Something to be aware of when you're using static stuff is that you are creating a dependency to that static object without the advantage of using dependency injection.
I built quite a few websites with a severe misuse of static objects in the early 2000's, and apart from two or three occasions - i got away with it! Long live the internet :)
I fall under the mentality that non constant static variables should be configurable by some file or environment variable eventually, if not immediately.
In the Globals Cache example, does it really matter that it is static or not? If for example we inject non static dependency via constructor (as I guess that would be alternative method) we still have the problem that we cannot be sure what is the state 😅 isn’t it more about knowing how the dependency works under the hood?
It's not a problem until you want to enhance it or change it. If you want to have a decorator, for example, that will be invisible if you're using dependency injection but will require refactoring all usages for the static call.
I wish it wasn't so "hard" to create pure static functions in c#, as it's not the default. But thinking about it, functions just taking parameters is in and of itself simpler than a class getting the parameter injected, possibly sharing that parameter over different methods. Then because classes are used, mutable state is just around the corner. Really miss the simplicity when comparing it against languages that don't force you into classes, like typescript, f#, rust, haskell etc
This "static is bad" mentality makes me so angry. Static variables are globals, okay you don't like those, fine. But static methods? Static methods are just functions. *Every* piece of functionality you have should be a static method (function!!!) until you have a *good reason* to attach it to an object. Attaching behaviour to a class before you have a reason to leads to some of the worst designs I've ever had to deal with, like objects with no member variables that you for some reason need to instantiate and allocate just so that you can do a simple calculation (0:13 is a nice example of such a useless object), or member methods that do not need to be member methods. People! Member methods have an invisible 'this' parameter! If you are not using that, THEN DON'T MAKE THAT A MEMBER METHOD, MAKE IT STATIC FFS. You will guaranteed want to use that functionality in a situation where you do not have access to the object that you made it a member method of. Why? BECAUSE THE OBJECT YOU ATTACHED IT TO PLAYS NO ROLE IN WHAT THAT METHOD DOES.
You can just as easily have none deterministic / thread unsafe instance methods? IMHO static variables are foremost a potential memory leak, and static methods difficult to mock.
extension methods are just sugar syntax that are more similar to Partial implementations than Singletons and static methods/members. When you call an extension method you call it on an instance of the class you "extend" and handle instance data, not global data (unless you use other global resources)
@@madsxcva extension methods are just static methods with syntactic sugar. You can call them just like normal static methods. There's nothing stopping you from mutating static state in them etc. You just have to be aware that users will not be able to mock it out (without monkeypatching) so be careful what you do in it.

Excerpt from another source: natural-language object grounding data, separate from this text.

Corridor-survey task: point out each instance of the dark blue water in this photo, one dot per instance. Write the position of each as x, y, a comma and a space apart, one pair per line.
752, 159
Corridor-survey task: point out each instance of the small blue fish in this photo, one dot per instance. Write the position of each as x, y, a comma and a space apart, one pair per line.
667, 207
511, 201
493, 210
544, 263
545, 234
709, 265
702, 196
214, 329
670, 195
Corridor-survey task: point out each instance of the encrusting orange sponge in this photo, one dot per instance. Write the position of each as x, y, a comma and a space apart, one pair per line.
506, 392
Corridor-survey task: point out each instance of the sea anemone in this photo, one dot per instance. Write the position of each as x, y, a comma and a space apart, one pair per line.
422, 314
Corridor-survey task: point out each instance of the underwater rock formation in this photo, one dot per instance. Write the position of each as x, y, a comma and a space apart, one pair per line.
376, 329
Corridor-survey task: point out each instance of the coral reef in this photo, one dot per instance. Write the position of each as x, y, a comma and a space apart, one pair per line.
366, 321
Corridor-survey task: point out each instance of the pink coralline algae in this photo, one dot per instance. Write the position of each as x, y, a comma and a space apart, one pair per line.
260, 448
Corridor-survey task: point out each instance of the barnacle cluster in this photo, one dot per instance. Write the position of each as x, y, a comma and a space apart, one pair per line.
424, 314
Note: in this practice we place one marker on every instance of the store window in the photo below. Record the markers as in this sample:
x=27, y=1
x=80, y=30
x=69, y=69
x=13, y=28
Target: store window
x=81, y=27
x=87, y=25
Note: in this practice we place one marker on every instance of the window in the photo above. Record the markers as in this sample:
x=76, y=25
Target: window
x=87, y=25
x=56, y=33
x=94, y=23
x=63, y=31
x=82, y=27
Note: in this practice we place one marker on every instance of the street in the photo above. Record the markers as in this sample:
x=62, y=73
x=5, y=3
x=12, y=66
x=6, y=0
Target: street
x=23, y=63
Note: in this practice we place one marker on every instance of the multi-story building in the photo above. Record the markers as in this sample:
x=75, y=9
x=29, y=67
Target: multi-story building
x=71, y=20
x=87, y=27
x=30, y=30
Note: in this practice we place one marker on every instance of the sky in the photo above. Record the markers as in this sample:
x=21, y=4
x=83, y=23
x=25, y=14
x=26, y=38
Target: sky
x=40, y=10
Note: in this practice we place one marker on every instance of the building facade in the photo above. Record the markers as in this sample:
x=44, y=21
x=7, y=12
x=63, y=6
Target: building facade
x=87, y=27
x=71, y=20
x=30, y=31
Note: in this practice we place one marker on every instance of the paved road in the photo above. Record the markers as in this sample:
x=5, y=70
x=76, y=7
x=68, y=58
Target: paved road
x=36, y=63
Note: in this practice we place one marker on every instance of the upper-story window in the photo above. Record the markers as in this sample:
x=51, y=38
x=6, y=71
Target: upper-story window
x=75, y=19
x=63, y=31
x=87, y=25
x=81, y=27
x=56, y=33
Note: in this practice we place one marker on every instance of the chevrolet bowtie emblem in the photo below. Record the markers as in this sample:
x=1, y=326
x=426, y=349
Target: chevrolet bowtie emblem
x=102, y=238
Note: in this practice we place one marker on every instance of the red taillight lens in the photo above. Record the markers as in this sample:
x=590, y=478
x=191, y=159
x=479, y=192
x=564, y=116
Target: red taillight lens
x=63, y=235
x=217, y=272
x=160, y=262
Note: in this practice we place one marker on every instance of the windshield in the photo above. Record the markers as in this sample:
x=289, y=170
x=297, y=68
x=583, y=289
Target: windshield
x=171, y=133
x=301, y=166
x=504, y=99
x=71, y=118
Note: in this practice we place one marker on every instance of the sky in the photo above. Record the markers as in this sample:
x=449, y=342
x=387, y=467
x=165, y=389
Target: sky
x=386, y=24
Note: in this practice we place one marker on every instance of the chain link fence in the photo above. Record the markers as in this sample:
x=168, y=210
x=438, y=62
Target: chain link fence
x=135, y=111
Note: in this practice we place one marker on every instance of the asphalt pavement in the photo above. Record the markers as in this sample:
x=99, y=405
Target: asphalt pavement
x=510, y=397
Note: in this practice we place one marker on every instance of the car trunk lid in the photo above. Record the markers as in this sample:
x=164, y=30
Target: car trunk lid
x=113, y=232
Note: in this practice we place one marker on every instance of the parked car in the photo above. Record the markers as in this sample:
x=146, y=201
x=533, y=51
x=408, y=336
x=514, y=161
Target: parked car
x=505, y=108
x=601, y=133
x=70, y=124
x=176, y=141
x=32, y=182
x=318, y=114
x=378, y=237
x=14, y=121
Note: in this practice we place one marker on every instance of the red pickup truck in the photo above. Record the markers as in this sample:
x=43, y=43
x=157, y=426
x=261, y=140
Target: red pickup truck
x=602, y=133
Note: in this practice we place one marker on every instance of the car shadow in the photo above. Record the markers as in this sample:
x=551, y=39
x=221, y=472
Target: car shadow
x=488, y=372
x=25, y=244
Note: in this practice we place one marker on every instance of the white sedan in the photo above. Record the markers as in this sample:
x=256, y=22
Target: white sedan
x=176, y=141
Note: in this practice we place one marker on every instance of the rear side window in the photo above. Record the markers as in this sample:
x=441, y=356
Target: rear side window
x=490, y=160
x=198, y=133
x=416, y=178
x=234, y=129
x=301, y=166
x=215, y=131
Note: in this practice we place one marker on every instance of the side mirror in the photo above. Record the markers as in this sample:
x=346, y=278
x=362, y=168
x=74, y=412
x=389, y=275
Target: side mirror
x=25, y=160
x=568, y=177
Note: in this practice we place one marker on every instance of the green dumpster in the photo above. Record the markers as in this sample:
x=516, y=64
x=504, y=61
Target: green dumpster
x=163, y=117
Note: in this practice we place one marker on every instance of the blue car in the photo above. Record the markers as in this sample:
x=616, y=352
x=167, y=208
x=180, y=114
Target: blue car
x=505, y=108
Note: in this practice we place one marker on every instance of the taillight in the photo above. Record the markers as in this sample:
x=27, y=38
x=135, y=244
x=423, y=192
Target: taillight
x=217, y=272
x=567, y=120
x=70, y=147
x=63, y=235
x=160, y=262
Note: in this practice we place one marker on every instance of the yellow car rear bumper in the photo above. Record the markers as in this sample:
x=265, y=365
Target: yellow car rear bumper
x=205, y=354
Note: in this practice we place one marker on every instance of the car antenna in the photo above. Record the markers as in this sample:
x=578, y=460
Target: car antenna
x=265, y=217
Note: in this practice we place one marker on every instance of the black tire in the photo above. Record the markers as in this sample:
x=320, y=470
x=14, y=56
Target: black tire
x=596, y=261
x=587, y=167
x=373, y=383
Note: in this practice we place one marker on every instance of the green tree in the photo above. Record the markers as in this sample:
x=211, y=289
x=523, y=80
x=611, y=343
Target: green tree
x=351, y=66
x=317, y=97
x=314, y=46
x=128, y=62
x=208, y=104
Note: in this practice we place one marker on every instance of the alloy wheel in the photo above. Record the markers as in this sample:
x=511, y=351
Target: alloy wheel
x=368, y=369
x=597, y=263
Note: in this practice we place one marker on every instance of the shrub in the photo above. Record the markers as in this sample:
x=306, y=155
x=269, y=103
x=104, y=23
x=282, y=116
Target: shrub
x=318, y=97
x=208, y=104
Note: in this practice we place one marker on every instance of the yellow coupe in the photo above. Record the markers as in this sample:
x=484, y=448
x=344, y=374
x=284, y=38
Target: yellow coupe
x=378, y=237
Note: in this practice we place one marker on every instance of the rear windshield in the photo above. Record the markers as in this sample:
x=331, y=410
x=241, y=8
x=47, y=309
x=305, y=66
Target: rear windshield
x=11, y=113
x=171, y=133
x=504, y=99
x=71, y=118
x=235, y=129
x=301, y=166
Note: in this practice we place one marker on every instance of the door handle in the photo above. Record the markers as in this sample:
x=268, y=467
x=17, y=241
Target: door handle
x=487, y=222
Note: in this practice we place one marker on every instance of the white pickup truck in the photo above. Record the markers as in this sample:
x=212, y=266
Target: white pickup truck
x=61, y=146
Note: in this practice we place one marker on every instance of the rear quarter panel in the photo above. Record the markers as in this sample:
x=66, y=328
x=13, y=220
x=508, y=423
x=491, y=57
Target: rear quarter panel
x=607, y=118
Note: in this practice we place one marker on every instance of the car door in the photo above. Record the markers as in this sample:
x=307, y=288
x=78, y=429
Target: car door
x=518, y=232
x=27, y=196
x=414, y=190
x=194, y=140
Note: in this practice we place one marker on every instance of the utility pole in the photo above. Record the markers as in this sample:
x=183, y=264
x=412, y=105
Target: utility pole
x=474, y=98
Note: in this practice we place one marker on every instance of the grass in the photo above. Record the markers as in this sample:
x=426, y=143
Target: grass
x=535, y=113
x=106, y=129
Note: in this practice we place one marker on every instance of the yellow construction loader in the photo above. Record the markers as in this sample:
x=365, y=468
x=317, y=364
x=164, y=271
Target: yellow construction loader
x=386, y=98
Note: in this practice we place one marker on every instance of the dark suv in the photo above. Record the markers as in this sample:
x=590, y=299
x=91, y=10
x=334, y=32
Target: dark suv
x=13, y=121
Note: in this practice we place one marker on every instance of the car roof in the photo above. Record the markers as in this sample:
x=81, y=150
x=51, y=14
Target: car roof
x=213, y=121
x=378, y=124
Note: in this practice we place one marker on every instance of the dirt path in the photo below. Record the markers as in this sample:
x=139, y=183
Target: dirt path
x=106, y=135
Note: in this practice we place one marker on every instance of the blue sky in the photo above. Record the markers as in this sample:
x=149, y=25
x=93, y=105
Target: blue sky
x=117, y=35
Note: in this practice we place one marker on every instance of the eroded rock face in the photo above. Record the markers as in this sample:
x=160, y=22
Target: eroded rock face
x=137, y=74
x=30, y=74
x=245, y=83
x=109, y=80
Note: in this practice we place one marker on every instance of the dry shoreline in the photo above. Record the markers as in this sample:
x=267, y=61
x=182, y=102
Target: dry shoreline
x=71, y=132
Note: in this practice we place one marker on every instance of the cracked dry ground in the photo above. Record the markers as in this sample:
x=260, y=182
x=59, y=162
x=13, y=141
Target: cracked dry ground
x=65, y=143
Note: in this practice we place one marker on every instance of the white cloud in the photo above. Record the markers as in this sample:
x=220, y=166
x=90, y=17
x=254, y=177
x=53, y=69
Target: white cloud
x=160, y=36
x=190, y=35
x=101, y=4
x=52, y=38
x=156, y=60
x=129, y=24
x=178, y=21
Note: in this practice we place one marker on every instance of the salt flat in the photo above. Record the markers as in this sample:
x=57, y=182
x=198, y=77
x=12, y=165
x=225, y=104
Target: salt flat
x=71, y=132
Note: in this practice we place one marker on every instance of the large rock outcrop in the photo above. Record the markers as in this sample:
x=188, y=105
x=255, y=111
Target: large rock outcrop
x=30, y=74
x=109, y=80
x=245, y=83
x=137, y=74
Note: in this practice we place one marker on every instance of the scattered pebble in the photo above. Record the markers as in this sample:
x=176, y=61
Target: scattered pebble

Static variables are bad 99% of the time. Fact. Static methods are fine as long as they are pure (i.e. functions) and are a natural fit for FP. In oop methods inherently take every piece of state in scope of the object as implicit arguments. This means there's no real way to replace those arguments w/o inheritance, which conflicts with static. So yeah, they are kind of bad in this context.
@@sanhomealex he showed an example in the video. The `now()` type functionality is shared global mutable state i.e. the system clock. It makes code unpredictable and difficult to understand. Google "are static variables bad" and read the first result. This is a well-accepted and supported position.